By Peter Schroeder - 10/24/11 05:13 PM EDT
An "urgent effort" to get more homeowners refinancing, which in turn puts more money in their pockets thanks to lower mortgage interest payments, could help turn the tide on a long-suffering housing market, he said.
Increased refinancings, along with other efforts to boost the housing market, could help convince potential homeowners that the worst is over, enticing them back into the market, which in turn would actually boost it.
"If prospective homeowners no longer fear that prices could decline further, they will be more willing to enter the market to take advantage of reduced prices and low financing costs, and existing homeowners will feel more confident about spending," he said in a speech at Fordham University's business school. "A vicious cycle could be replaced by a virtuous circle, in which stabilization in house prices supports spending, growth and jobs."

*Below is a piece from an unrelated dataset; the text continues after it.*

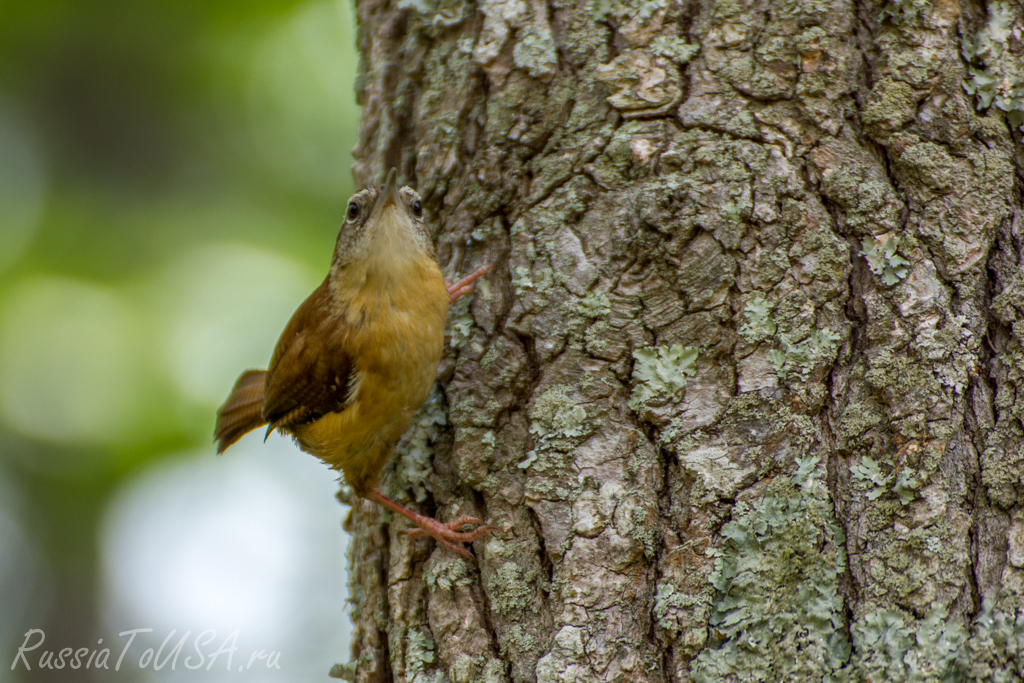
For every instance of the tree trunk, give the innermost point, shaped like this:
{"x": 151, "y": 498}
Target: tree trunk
{"x": 743, "y": 394}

On Monday, housing regulators announced that they were relaxing restrictions on a government refinancing program aimed at underwater borrowers — homeowners stuck with mortgages that are worth more than their homes.
Dudley also sees a lot riding on the dozen lawmakers charged with finding $1.5 trillion in deficit cuts. If the supercommittee can find those cuts, not only will they help shore up the nation's fiscal situation, but they will show the world that "the political process can still work to make the tough choices in the national interest," he said.

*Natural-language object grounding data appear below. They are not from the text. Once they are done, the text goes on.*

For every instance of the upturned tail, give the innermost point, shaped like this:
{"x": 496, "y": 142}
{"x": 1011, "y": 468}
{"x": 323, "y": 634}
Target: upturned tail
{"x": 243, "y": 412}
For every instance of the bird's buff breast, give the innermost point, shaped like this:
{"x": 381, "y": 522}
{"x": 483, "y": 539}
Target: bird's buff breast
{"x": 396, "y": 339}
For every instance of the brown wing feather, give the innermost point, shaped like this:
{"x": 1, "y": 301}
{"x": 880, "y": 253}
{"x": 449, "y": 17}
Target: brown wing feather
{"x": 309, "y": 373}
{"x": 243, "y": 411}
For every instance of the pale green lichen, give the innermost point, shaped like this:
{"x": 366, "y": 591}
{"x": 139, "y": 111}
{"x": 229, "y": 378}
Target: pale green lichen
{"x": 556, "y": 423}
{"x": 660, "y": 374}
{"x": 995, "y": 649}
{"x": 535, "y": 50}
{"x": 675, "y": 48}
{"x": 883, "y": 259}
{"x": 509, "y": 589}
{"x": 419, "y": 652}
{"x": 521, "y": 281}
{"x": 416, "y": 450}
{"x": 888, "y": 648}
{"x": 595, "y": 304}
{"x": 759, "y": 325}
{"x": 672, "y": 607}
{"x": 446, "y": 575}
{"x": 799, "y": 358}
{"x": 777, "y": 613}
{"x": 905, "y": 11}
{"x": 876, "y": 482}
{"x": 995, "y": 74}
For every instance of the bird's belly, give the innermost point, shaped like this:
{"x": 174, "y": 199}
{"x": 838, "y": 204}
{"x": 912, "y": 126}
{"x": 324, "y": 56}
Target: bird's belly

He also used the speech to justify recent moves made by the Fed, which have come under fire from GOP critics. Dudley is Fed Chairman Ben Bernanke's No. 2 on the Federal Open Market Committee, which sets Fed policy, and has backed recent central bank moves that have been opposed by other Fed members.

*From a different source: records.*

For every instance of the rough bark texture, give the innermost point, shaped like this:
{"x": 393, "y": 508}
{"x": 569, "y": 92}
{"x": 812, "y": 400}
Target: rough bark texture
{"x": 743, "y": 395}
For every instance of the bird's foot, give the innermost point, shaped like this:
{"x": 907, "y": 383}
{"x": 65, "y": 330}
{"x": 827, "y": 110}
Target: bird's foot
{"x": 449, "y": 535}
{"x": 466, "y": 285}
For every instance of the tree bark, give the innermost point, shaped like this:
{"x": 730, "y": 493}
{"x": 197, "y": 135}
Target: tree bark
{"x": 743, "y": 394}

Most recently, the Fed decided to overload its portfolio with longer-term securities, buying up $400 billion of them while selling off the same amount in short-term bonds. The move, dubbed "Operation Twist," is aimed at further lowering borrowing costs.
Dudley said the Fed's recent moves, despite critiques, act just like interest-rate cuts done in "normal times." However, he endeavored to make clear that these moves should "not be confused with fiscal stimulus or government spending."